Hamilton intervino de nuevo.
—De ninguna manera.
¿El señor Nebels se interpretará a sí mismo en la película?, me pregunté.
—¿El señor Nebels ha prestado declaración ante el fiscal del distrito?
—Todavía no. Queríamos que el público imparcial conociera su declaración antes de que el fiscal pudiera tergiversar sus palabras. La cuestión estriba en que, y sé que es terrible decirlo, si Andrea Cavanaugh hubiera sido atacada sexualmente, Rob Westerfield habría salido de la cárcel hace mucho tiempo, gracias a la prueba del ADN. Tal como están las cosas, fue su propia preocupación lo que le perdió. Andrea le había rogado que se encontrara con ella en el escondite. Le dijo por teléfono que había accedido a salir con Paul Stroebel solo porque pensaba que era la última persona que provocaría celos a un joven como Rob Westerfield.

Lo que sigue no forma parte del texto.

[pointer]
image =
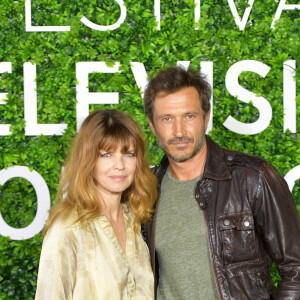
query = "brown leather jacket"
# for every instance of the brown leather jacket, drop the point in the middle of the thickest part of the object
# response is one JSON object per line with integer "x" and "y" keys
{"x": 251, "y": 221}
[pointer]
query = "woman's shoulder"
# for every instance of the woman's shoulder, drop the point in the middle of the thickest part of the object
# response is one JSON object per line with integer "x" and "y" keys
{"x": 65, "y": 223}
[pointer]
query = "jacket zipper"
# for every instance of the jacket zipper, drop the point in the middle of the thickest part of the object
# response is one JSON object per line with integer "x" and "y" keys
{"x": 211, "y": 260}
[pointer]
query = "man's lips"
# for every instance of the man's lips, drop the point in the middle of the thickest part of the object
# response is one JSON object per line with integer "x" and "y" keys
{"x": 182, "y": 141}
{"x": 117, "y": 177}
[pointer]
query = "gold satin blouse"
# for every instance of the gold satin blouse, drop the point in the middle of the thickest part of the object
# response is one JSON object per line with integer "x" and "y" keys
{"x": 81, "y": 265}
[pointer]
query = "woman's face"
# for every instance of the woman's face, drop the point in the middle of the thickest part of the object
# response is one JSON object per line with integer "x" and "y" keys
{"x": 114, "y": 171}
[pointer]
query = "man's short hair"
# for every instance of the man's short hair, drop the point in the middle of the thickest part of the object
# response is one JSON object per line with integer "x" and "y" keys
{"x": 173, "y": 79}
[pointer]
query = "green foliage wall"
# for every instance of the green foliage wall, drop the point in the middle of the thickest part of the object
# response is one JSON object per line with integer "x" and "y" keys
{"x": 218, "y": 39}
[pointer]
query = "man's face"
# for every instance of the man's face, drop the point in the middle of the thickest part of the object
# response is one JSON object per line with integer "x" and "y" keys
{"x": 178, "y": 123}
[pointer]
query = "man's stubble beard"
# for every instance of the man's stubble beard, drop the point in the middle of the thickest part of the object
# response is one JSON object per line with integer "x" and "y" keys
{"x": 182, "y": 158}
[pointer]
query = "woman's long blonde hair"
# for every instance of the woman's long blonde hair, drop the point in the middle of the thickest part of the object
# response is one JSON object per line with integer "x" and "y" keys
{"x": 104, "y": 129}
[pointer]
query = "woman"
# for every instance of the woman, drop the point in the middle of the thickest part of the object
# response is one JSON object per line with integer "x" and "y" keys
{"x": 93, "y": 248}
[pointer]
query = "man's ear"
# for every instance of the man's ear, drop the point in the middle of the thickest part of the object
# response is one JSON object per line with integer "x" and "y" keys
{"x": 151, "y": 126}
{"x": 207, "y": 119}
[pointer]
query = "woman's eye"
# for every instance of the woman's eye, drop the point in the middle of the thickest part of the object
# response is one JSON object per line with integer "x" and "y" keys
{"x": 130, "y": 154}
{"x": 105, "y": 154}
{"x": 190, "y": 116}
{"x": 166, "y": 119}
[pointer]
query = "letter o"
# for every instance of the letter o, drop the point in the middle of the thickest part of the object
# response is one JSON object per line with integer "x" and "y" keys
{"x": 43, "y": 203}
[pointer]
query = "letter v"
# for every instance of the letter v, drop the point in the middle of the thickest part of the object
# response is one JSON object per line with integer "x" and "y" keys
{"x": 241, "y": 23}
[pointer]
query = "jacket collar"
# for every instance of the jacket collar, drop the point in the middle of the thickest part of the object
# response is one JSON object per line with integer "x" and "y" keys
{"x": 215, "y": 167}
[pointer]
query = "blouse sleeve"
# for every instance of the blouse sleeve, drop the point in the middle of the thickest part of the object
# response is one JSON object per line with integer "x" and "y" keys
{"x": 57, "y": 268}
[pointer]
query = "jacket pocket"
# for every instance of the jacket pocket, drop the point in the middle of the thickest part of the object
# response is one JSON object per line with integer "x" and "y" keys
{"x": 238, "y": 237}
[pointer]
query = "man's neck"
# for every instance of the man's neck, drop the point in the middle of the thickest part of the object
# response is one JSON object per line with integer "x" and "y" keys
{"x": 191, "y": 168}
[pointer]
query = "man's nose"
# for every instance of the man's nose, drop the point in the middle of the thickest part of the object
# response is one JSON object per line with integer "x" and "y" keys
{"x": 179, "y": 128}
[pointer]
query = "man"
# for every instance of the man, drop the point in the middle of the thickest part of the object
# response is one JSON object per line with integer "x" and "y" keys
{"x": 222, "y": 216}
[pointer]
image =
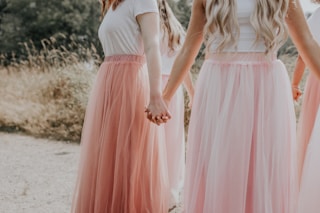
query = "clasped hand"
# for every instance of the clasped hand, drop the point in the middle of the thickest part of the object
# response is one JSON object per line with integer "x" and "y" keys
{"x": 157, "y": 111}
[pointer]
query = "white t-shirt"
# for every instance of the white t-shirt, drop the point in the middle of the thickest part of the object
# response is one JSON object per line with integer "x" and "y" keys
{"x": 119, "y": 32}
{"x": 314, "y": 24}
{"x": 247, "y": 35}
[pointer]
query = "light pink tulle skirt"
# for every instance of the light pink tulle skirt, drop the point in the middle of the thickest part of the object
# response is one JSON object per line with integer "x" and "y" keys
{"x": 123, "y": 166}
{"x": 309, "y": 197}
{"x": 175, "y": 141}
{"x": 310, "y": 105}
{"x": 241, "y": 154}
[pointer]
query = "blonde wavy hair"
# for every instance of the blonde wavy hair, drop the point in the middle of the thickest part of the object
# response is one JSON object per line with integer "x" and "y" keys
{"x": 267, "y": 20}
{"x": 106, "y": 4}
{"x": 170, "y": 26}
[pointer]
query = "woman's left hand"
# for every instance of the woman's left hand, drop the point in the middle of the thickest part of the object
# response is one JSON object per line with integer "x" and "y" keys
{"x": 157, "y": 111}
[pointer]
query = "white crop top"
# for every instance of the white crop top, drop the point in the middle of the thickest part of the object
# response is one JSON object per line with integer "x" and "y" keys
{"x": 119, "y": 32}
{"x": 247, "y": 35}
{"x": 313, "y": 23}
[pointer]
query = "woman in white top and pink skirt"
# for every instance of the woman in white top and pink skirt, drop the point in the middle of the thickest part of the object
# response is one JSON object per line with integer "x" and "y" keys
{"x": 241, "y": 155}
{"x": 309, "y": 133}
{"x": 171, "y": 41}
{"x": 311, "y": 96}
{"x": 123, "y": 167}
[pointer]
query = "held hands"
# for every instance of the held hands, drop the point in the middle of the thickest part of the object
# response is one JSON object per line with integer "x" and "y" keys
{"x": 157, "y": 111}
{"x": 296, "y": 93}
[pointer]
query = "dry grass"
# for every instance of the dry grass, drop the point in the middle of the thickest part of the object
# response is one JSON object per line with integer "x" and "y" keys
{"x": 46, "y": 95}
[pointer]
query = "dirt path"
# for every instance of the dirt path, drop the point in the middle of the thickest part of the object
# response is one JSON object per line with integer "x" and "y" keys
{"x": 37, "y": 175}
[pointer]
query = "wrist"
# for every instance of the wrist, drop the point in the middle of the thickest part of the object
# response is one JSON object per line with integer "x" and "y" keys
{"x": 295, "y": 86}
{"x": 155, "y": 96}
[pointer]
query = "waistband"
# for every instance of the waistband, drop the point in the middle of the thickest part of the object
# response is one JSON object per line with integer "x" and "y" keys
{"x": 240, "y": 58}
{"x": 125, "y": 58}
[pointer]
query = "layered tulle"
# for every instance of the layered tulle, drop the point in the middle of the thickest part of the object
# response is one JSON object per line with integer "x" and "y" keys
{"x": 241, "y": 154}
{"x": 310, "y": 182}
{"x": 123, "y": 166}
{"x": 175, "y": 143}
{"x": 309, "y": 108}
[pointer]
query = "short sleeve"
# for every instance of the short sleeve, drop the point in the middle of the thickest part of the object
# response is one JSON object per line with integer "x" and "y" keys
{"x": 145, "y": 6}
{"x": 313, "y": 22}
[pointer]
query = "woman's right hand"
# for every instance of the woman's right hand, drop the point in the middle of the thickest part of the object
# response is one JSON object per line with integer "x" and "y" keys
{"x": 296, "y": 93}
{"x": 157, "y": 110}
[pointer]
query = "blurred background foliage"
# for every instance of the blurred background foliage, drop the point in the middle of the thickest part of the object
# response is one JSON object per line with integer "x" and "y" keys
{"x": 31, "y": 21}
{"x": 49, "y": 56}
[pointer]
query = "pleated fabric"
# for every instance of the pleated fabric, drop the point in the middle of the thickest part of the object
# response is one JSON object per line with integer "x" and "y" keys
{"x": 241, "y": 150}
{"x": 309, "y": 108}
{"x": 123, "y": 167}
{"x": 175, "y": 145}
{"x": 310, "y": 182}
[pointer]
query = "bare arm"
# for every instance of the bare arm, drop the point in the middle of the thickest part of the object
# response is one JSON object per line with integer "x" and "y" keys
{"x": 149, "y": 25}
{"x": 307, "y": 46}
{"x": 189, "y": 50}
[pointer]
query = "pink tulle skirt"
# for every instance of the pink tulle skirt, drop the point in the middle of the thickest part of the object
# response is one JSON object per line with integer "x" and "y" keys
{"x": 309, "y": 108}
{"x": 310, "y": 182}
{"x": 175, "y": 142}
{"x": 241, "y": 150}
{"x": 123, "y": 167}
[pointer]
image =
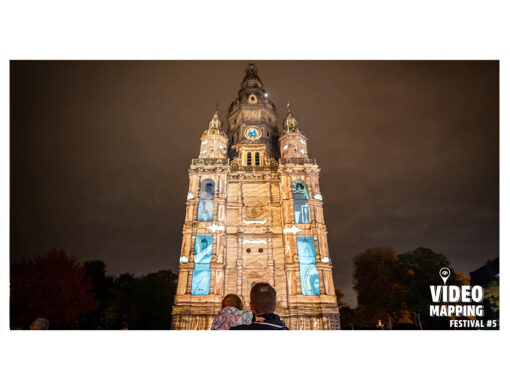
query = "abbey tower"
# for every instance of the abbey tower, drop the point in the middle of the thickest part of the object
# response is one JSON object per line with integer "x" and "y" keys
{"x": 254, "y": 212}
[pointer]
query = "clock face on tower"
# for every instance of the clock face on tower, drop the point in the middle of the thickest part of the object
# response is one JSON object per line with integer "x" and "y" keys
{"x": 253, "y": 133}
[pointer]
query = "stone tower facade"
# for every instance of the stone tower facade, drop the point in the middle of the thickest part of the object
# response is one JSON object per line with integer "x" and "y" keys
{"x": 254, "y": 213}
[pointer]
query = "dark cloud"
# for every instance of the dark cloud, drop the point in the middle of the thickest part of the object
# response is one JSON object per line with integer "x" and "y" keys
{"x": 408, "y": 150}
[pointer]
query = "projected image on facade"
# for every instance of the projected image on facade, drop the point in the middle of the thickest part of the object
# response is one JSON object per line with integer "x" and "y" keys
{"x": 201, "y": 279}
{"x": 201, "y": 272}
{"x": 307, "y": 269}
{"x": 300, "y": 196}
{"x": 206, "y": 204}
{"x": 203, "y": 249}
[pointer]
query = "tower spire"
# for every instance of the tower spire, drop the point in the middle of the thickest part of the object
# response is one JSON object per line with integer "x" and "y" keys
{"x": 290, "y": 122}
{"x": 214, "y": 123}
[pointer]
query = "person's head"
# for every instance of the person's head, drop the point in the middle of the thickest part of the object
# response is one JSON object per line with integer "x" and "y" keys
{"x": 262, "y": 298}
{"x": 232, "y": 300}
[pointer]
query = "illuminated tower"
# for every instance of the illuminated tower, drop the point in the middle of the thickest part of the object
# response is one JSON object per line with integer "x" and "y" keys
{"x": 254, "y": 213}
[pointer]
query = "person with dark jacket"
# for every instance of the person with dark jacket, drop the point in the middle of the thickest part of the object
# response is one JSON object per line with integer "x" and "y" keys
{"x": 263, "y": 304}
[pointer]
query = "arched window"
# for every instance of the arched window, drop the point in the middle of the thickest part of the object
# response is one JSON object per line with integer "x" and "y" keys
{"x": 206, "y": 204}
{"x": 300, "y": 196}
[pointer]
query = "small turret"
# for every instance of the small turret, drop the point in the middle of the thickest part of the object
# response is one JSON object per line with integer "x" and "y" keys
{"x": 292, "y": 141}
{"x": 214, "y": 141}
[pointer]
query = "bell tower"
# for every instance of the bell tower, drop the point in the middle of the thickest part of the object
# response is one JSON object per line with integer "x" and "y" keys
{"x": 254, "y": 213}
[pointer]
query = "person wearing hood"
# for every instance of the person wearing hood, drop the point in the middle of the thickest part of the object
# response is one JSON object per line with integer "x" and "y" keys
{"x": 231, "y": 314}
{"x": 263, "y": 304}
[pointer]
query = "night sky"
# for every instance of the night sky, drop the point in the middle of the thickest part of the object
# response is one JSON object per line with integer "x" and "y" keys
{"x": 409, "y": 153}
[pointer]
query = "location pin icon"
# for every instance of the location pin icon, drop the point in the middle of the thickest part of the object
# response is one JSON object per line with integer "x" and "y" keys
{"x": 444, "y": 273}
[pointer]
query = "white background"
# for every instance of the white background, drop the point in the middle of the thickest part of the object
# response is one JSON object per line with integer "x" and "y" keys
{"x": 251, "y": 30}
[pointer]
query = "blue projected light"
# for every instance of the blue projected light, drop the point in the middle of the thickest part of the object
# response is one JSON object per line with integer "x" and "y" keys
{"x": 203, "y": 249}
{"x": 307, "y": 269}
{"x": 309, "y": 280}
{"x": 201, "y": 274}
{"x": 201, "y": 280}
{"x": 205, "y": 210}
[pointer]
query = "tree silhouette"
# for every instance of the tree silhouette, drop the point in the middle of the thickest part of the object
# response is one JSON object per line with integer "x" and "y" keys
{"x": 53, "y": 286}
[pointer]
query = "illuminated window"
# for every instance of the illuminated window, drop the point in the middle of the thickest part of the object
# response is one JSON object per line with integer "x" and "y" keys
{"x": 206, "y": 204}
{"x": 201, "y": 273}
{"x": 300, "y": 196}
{"x": 309, "y": 276}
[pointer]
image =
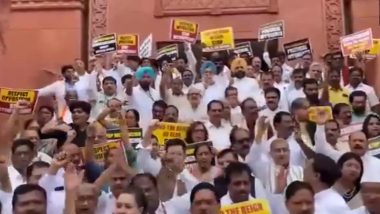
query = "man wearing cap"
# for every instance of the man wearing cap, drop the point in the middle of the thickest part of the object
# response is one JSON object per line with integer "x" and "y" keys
{"x": 245, "y": 85}
{"x": 213, "y": 89}
{"x": 142, "y": 96}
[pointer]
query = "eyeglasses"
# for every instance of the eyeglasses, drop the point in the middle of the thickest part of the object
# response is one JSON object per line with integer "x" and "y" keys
{"x": 243, "y": 140}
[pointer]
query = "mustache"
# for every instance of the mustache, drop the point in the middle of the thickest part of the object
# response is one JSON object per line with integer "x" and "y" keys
{"x": 358, "y": 146}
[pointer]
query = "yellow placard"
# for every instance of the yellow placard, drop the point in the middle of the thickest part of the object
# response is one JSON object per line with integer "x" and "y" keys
{"x": 255, "y": 206}
{"x": 375, "y": 50}
{"x": 217, "y": 39}
{"x": 127, "y": 39}
{"x": 9, "y": 97}
{"x": 315, "y": 111}
{"x": 100, "y": 149}
{"x": 185, "y": 26}
{"x": 168, "y": 131}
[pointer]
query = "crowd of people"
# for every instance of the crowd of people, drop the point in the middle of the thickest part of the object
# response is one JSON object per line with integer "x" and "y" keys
{"x": 263, "y": 143}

»La cuestión es que Andrea Cavanaugh estaba persiguiendo a Rob Westerfield. Le llamaba con frecuencia. A él le daba igual con quién saliera. Era una chica coqueta, loca por los chicos, una chica «popular».
Me estremecí al escuchar la insinuación.
—La única equivocación de Rob fue ser presa del pánico cuando descubrió el cadáver de Andrea Cavanaugh. Fue a casa, sin darse cuenta de que transportaba en su coche el arma homicida, y de que la sangre de Andrea ya estaba manchando el maletero de ese coche. Aquella noche metió en la lavadora sus pantalones, camisa y chaqueta, porque estaba asustado.
No tan asustado como para lavarlos con lejía en un esfuerzo por borrar las manchas de sangre, pensé.
Las cámaras enfocaron al presentador de la CNN.
—Siguiendo esta entrevista con nosotros desde su casa de Oldham-on-the-Hudson se encuentra el detective retirado Marcus Longo. Señor Longo, ¿qué opina de la declaración del señor Nebels?
—Es una mentira de principio a fin. Robson Westerfield fue declarado culpable de asesinato porque es culpable de asesinato. Puedo comprender la angustia de su familia, pero intentar cargar las culpas a una persona inocente y de capacidades limitadas es más que despreciable.
Bravo, pensé. El recuerdo del detective Longo, sentado conmigo en el comedor años atrás, diciéndome que era correcto revelar los secretos de Andrea, revivió con nitidez en mi mente. Longo tenía en la actualidad unos sesenta años, un hombre de cara larga con cejas pobladas y oscuras y nariz aguileña. El cabello que le quedaba era una orla veteada de gris alrededor de su cabeza, pero su aspecto poseía una dignidad innata que intensificaba el efecto de su evidente desdén por la pantomima que acabábamos de presenciar.
Todavía vivía en Oldham. Decidí que, en algún momento, le llamaría.
La conferencia de prensa había terminado y la gente empezó a salir de la sala. El recepcionista, un joven de aspecto estudioso que parecía recién salido de la universidad, se acercó a mí.
—¿Ha encontrado la habitación a su gusto, señorita Cavanaugh?
La camarera pasó junto al sofá donde yo estaba sentada. Se volvió y me miró con atención; supe que estaba ansiosa por preguntar si yo era pariente de la joven asesinada en el caso Westerfield.
Fue la primera indicación de que tendría que renunciar al anonimato que tanto anhelaba si me quedaba en Oldham.
Qué le vamos a hacer, pensé. No habrá otro remedio.